Arrivé dans un petit port perdu du Sud-Ouest de Samos, les marins éreintés se réfugient au café. Entourés de visages burinés par le Meltem, nous jouons aux dames entre deux tartines de Tzatziki.

Le lendemain, courte navigation (une fois n'est pas coutume) jusqu'à Patmos, l'escale tant espérée pour Christian. En effet, cette île est connue depuis 95 ap. JC pour avoir abrité St Jean l’évangéliste, apôtre bien aimé du Christ lui-même! Le succès de son évangélisation auprès des 7 églises d'Asie (ouest de l'Anatolie plus précisément) lui avait mérité l'exile sur cette île. Et c'est ici qu'il eu la révélation de l'Apocalypse, célèbre texte des Évangiles décrivant notamment le jugement dernier et la fin des temps. Pendant le calme de la traversé vers cette petite ile perdue du Dodécanèse, nous avons donc relu ces évangiles pour nous imprégner de l'ambiance mystique régnant dans cette petite grotte mystique que nous nous apprêtions à visiter.

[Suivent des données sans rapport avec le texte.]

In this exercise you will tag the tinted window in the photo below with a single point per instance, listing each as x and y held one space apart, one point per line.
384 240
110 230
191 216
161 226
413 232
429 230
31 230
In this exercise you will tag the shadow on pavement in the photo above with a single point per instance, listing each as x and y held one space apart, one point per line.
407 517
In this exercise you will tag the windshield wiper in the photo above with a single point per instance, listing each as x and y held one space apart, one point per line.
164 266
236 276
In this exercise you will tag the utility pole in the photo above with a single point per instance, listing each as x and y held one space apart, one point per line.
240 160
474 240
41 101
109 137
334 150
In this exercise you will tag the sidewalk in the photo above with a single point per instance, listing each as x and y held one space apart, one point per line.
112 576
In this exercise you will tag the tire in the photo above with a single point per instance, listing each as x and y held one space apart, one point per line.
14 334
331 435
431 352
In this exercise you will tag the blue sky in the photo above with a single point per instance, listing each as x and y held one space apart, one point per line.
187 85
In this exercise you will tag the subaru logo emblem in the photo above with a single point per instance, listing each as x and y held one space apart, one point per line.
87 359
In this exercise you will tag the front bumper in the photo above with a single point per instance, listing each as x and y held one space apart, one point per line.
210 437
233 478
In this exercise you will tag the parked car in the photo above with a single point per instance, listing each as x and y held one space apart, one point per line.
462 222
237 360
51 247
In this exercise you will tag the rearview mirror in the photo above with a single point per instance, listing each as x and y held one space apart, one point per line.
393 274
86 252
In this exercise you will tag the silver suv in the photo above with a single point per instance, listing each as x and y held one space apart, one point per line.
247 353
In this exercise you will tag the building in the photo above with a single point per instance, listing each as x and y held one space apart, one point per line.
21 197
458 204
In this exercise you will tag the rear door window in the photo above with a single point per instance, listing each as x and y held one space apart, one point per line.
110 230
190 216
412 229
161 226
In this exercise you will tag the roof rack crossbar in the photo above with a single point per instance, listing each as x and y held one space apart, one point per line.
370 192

Mais cette grotte ne fut pas la seule merveille de l’exploration!

Les dédales de ruelles blanchies à la chaux, les moulins à vent, la géographie de l'île et surtout le coucher de soleil perchés sur les toits du monastères St Jean le Theologien resteront des souvenirs gravés indélébilement dans nos mémoires.

Après avoir musarder autant que possible sur cette île attachante, tel le vagabond Ulysse nous nous arrachons à cette énième escale pour continuer notre Odyssée vers Lipsi. Une île minuscule (10km2) quasiment déserte en cette saison. Mais la qualité de l’accueil se révèle inversement proportionnelle à la quantité d'âme peuplant ce charmant caillou.

En effet, la calme taverne, sur la place de l’église, nous tend chaises et, seuls Clients hôtes, nous finissons par diner avec le patron et ses amis, autour d'un même plat de spaghettis! Et c'est l'occasion rêvé d'en apprendre plus sur la vie d'une île si intrigante par sa taille!